Let’s break it down a bit additional:
POSES 1–2
What could possibly be higher than resting in your again and stretching your hamstrings and adductors? Not a lot. Supta Padangusthasana A & B are easy, efficient, energy-saving postures that focus on your hamstrings and adductors and assist you to transition into your observe gently.
POSES 3-4
You actually can’t go improper with Down Canine and Three-Legged Down Canine. You need to use them in practically any sequence, however I like them right here as a result of they proceed the work of stretching your hamstrings, they lengthen your backbone (which is useful in facet bends), they usually present a clean transition from reclined to standing postures.
POSES 5-7
This mixture of postures flows collectively easily and builds on the work of you’ve already established by opening your facet physique. An essential observe right here is that almost all college students will solely obtain a light stretch of their facet physique in these postures. That is ideally suited sequencing since you don’t need the primary facet bends in a sequence to be intense or abrupt. Most college students don’t spend a ton of time working their facet bends, so the muscular tissues concerned (lats, obliques, and quadratus lumborum) must be ready slowly.
POSES 8-9
These postures hone in on the hamstrings, adductors and facet physique. At this part of the sequence, you’re going extra deeply into the focused areas of this observe.
POSES 10-13
This development of poses takes you deeper and deeper into your hamstrings, adductors, and facet physique.

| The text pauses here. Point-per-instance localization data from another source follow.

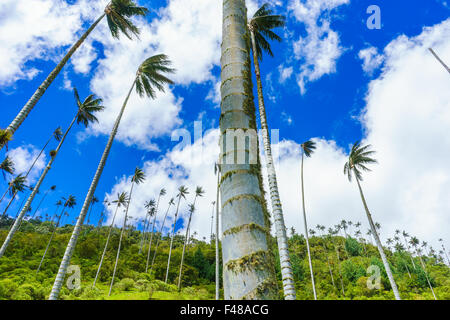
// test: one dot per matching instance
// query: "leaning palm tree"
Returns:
(85, 115)
(199, 192)
(245, 218)
(138, 178)
(308, 148)
(260, 27)
(150, 75)
(171, 202)
(182, 192)
(118, 14)
(360, 157)
(122, 199)
(70, 202)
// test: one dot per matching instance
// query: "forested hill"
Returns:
(340, 267)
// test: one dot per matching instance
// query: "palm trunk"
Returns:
(159, 240)
(120, 241)
(50, 240)
(16, 225)
(306, 236)
(245, 219)
(171, 239)
(280, 228)
(378, 242)
(47, 82)
(76, 231)
(106, 246)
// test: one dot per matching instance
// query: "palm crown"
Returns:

When you’ve got extra flexibility, you possibly can bend your backside elbow and take it to the ground in gate pose (pose 12). When you arrive in Parivrtta Janu Sirsasana, keep in mind to bend your prime elbow and lean your upper-body barely again. Breathe into the facet of the waist you’re stretching and savor the pose. When you’re caught and struggling, there’s a 99% likelihood that the restriction is in your hamstrings and adductors. If that is so, be diligent with the primary 8 postures of this sequence for a couple of extra months.